Shareholders soundly rejected the executive compensation plan at New York Community Bancorp’s annual meeting earlier this week for the third time.
The $49.7 billion-asset company disclosed in a regulatory filing on Wednesday that its shareholders did not approve its executive compensation plan for 2017. Roughly 108 million shares were cast in favor of the measure while more than double that — almost 218 million shares — were voted against the plan.
The company had tweaked its executive compensation program after shareholders voted against the compensation plan in 2017 and in 2014, according to its 2018 proxy statement. The company switched to an annual vote on executive pay this year to get more immediate feedback.
“The committee took notice of the significant vote against the proposal and the fact that, under the former triennial schedule, the company’s 2014 ‘say on pay’ results were also adverse,” New York Community said in its 2018 proxy statement.
Joseph Ficalora, the company’s president, CEO and a director, made $7.7 million in 2017, down 33% from the year before. The company’s median employee made $68,578 in 2017.
Collyn Gilbert, an analyst with Keefe, Bruyette & Woods, was not surprised by the shareholder vote and said it is likely tied to the company's underperformance in recent years.
New York Community's stock is down more than 8% over the last year while the KBW bank stock index is up more than 21%.
"I don’t know what lies ahead for potential change at the board level, but I think they have some challenges ahead they need to rectify," Gilbert said.
Maureen Clancy, a director since 1999, told the board the day before the annual meeting that she would not stand for re-election. Clancy was chair of the compensation committee.

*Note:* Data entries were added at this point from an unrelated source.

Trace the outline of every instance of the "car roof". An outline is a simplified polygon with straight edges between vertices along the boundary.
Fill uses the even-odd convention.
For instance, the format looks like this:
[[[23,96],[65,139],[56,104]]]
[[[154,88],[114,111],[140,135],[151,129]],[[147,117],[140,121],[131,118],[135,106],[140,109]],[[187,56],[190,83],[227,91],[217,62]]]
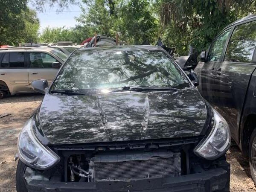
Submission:
[[[8,52],[10,52],[12,51],[22,51],[24,50],[29,51],[32,50],[33,51],[45,51],[48,52],[52,51],[52,50],[54,50],[54,48],[52,48],[51,47],[10,47],[10,48],[0,48],[0,52],[5,51],[9,51]],[[7,52],[7,51],[6,51]]]
[[[225,29],[228,28],[231,26],[232,26],[234,25],[236,25],[236,24],[239,23],[246,22],[246,21],[252,19],[253,20],[256,20],[256,14],[251,14],[248,15],[247,15],[246,17],[242,18],[241,19],[239,19],[238,20],[236,20],[236,21],[230,24],[226,27]]]
[[[78,49],[79,47],[78,47],[76,46],[73,46],[71,45],[49,45],[48,46],[48,47],[71,47],[71,48],[75,48]]]
[[[108,51],[134,51],[140,50],[163,50],[164,49],[160,47],[153,45],[125,45],[121,46],[97,47],[96,47],[79,49],[75,51],[75,52],[97,52]]]

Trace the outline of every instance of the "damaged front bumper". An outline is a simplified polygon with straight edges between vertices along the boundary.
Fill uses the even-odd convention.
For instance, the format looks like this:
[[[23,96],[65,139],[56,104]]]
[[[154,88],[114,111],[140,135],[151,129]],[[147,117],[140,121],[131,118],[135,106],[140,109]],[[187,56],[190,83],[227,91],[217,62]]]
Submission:
[[[95,183],[32,180],[29,192],[212,192],[229,191],[230,169],[216,168],[180,177]]]

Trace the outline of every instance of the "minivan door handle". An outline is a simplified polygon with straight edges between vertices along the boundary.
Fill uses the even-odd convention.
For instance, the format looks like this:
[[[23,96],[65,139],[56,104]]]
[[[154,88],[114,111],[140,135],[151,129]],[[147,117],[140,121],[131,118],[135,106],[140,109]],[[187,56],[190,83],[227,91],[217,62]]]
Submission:
[[[216,73],[218,75],[221,75],[221,69],[220,68],[218,70],[218,71],[217,71]]]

Shareholders reelected another director, Hanif Dahya, by a margin of just 0.13%. Dahya also sat on the compensation committee.
Gilbert said that the directors' experiences show that there are ongoing discussions around compensation structure at both the board and shareholder levels.
Because the executive compensation proposal is a nonbinding vote, the company’s compensation decisions are still ultimately up to the board.